All though people in other locations are trying we are also trying, but we have not yet as
successful. So, we are not in a position to talk about that, but definitely this map based
approach we say which people have tried at different locations. We have tried at iit
Kharagpur also and we have been ah grated amount of success in this. . So, in the map
based approach we said that we would like to have an information about the the condition
of the soil of a particular uh field where in we want to apply the amount of nitrogen
through urea.
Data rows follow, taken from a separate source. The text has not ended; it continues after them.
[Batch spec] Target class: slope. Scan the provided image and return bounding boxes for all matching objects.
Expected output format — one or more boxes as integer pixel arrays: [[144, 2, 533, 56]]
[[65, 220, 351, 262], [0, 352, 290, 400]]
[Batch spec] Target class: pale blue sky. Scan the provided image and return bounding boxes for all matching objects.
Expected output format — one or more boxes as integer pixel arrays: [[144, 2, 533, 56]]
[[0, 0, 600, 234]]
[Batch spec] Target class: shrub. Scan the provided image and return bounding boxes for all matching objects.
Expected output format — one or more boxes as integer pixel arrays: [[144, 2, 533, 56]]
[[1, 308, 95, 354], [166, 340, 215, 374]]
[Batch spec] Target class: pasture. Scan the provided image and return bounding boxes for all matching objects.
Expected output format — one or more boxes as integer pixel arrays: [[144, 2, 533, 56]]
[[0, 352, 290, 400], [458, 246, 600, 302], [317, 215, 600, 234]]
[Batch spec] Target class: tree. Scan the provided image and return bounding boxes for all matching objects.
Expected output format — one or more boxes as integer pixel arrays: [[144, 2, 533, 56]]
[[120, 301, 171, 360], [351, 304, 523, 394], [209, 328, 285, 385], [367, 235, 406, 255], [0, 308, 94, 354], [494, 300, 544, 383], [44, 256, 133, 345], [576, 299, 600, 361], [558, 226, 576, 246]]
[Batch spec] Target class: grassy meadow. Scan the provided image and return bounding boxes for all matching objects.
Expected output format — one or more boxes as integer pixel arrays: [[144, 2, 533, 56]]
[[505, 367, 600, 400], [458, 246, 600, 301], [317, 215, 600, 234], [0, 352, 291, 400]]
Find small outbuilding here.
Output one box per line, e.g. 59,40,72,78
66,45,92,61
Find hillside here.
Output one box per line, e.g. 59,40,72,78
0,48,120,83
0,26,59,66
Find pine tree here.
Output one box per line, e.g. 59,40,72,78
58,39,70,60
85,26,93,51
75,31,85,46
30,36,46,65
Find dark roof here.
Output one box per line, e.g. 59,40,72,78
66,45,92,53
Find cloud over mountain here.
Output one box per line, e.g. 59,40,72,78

So, we had uh as discussed earlier we had
taken samples soil samples, real soil, soil samples, from the field ah large number of
samples then we identify the various constituents of this NPK. We mostly talked of n, but we
definitely found out also P and K of the location and then we you might have ah if you see my
previous lecture you will also see that I can graded that in each of the grids.
What was the uh amount of nitrogen present at those locations and corresponding how much
of urea was present over there. So, in the embedded and their we got a certain um type
of machine wherein we had ah the GPS which was ah rover GPS which were there on the ah
tractor itself. There was another which was there at the base and the system which was
there which was connecting the um fertilizer application system.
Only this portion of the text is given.